Thursday, 9 September 2010

Wednesday 8 September - being an RGU

Today my travels were limited by work, meetings, the promise of rain and a general lack of concentration on my part. I had various shopping tasks to be completed and so I returned to normal life. Gone was wondering about and watching. I had things to do and so was concentrating on those and less on what was happening around me. I thought about doing a Regency London walk (and had appropriate A-Z) but this was post-rationalisation because I had to go to Oxford Street.

Much of the west end was built in Regency times. By then the fields and gardens are built on although there is still space. London is much bigger and more crowded and the maps change to reflect this. There are no little pictures of cows or people going about their work. This was the beginning of the Enlightenment - reason was what mattered and the maps of this time are very rational and orderly. It is all about the buildings and less about the people. There are squares and crescents and wide streets.

There doesn't seem to be much rationality about Oxford Street. It is full of people and buses queuing along its length. There is little to remind you that this is the road to Oxford. This is the highway of consumption. Today I am part of this world, I am shopping. I am fulfilling my role as a Revenue Generating Unit. I am helping the economy. I've found in earlier travels around the country that there are few spaces where you can be without spending money. Walking is very good, keeps you occupied and is free. But less fun on a wet day. Libraries are the other option, but there is growing pressure to close them down (or put them in supermarkets or some such thing).

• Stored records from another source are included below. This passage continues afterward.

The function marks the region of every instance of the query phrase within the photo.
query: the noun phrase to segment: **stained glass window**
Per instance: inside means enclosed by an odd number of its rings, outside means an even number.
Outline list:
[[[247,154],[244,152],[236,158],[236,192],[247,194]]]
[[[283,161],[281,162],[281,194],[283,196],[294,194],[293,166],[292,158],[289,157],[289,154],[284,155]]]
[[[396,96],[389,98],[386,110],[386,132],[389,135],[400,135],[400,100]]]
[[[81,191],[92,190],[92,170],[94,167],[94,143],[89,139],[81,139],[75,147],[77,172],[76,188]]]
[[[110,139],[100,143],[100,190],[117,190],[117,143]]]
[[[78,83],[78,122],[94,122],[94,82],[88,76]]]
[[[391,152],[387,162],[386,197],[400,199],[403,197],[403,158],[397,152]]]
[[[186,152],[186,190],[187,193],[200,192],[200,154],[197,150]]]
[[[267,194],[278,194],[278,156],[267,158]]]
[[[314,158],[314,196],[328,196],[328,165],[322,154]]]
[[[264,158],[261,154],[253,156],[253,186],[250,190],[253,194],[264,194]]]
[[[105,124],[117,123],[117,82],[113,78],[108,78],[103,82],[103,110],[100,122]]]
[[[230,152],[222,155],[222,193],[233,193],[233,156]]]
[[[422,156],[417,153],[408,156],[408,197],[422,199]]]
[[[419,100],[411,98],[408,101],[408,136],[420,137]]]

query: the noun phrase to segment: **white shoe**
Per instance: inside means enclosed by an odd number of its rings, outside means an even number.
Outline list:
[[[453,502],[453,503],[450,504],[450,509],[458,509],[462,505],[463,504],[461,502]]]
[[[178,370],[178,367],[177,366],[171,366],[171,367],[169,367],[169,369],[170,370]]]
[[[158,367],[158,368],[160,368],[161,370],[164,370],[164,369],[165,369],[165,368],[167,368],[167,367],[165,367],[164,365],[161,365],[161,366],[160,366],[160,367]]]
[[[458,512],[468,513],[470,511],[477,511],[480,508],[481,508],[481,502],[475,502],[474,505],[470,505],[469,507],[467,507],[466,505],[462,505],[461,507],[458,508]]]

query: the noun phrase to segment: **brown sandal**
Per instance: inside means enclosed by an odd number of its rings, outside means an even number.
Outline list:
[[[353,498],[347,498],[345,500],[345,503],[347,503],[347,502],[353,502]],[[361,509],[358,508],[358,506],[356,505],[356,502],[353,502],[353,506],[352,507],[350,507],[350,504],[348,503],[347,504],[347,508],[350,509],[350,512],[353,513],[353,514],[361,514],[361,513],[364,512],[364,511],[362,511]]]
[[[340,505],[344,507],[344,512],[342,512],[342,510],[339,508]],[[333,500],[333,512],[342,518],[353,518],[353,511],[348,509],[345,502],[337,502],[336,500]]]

But pretty much everywhere expects you to buy something, or at least pretend to buy something. Like walking you can wander around for nothing, but if you want to sit down you need to be spending money. You can buy a coffee but are only allowed to eat things you have bought in that shop. I understand the pressures but I'm a coeliac and in many places, they have nothing I am allowed to eat, but still they refuse to let me eat something I haven't bought there. On wet days I am often reduced to eating my sandwich at a bus stop. (Libraries don't like you eating there either). When you go home each evening you don't really notice the pressure to be a revenue generating unit. But when I am doing long distance travels and am away for weeks at a time and staying somewhere different every evening, it becomes very apparent.

Not that I have anything against shopping. Go to a town where many of the shops are boarded up and everything else is struggling to survive but it does sometimes seem that the balance is not ideal. Shopping (and being a revenue generating unit) is fine if you are in work and have money to spare. But where do you go if you are retired and bored. No time for a nice chat in the post office (the queue will be out of the door). Supermarkets are switching to self service along with the banks - and everything designed for efficiency and no chatting. The shops want (and need) us to spend and shopping provides a sort of 'sociability lite' - social engagement but no commitment. You can control the process and spend as much time or as little time as you like. If you want to buy there will (probably) be people to help you, to chat, to find what you are looking for, to make suggestions. But there is no commitment on your part, they will listen to you (but you don't have to listen to them unless you want to).

When I go to rural areas, there is much less shopping and much more chatting. I still can't work out whether this is a sign of nothing else to do, or whether when there are shops people are working longer hours to keep them open and so have less time to get involved in other things. But today this seems a world away. I am on Oxford Street, I am happy to be an RGU for a few hours and am struck by the difference between trying to engage people in conversation (to ask them their wishes) and the shop assistants trying to engage me in conversation to encourage me to buy.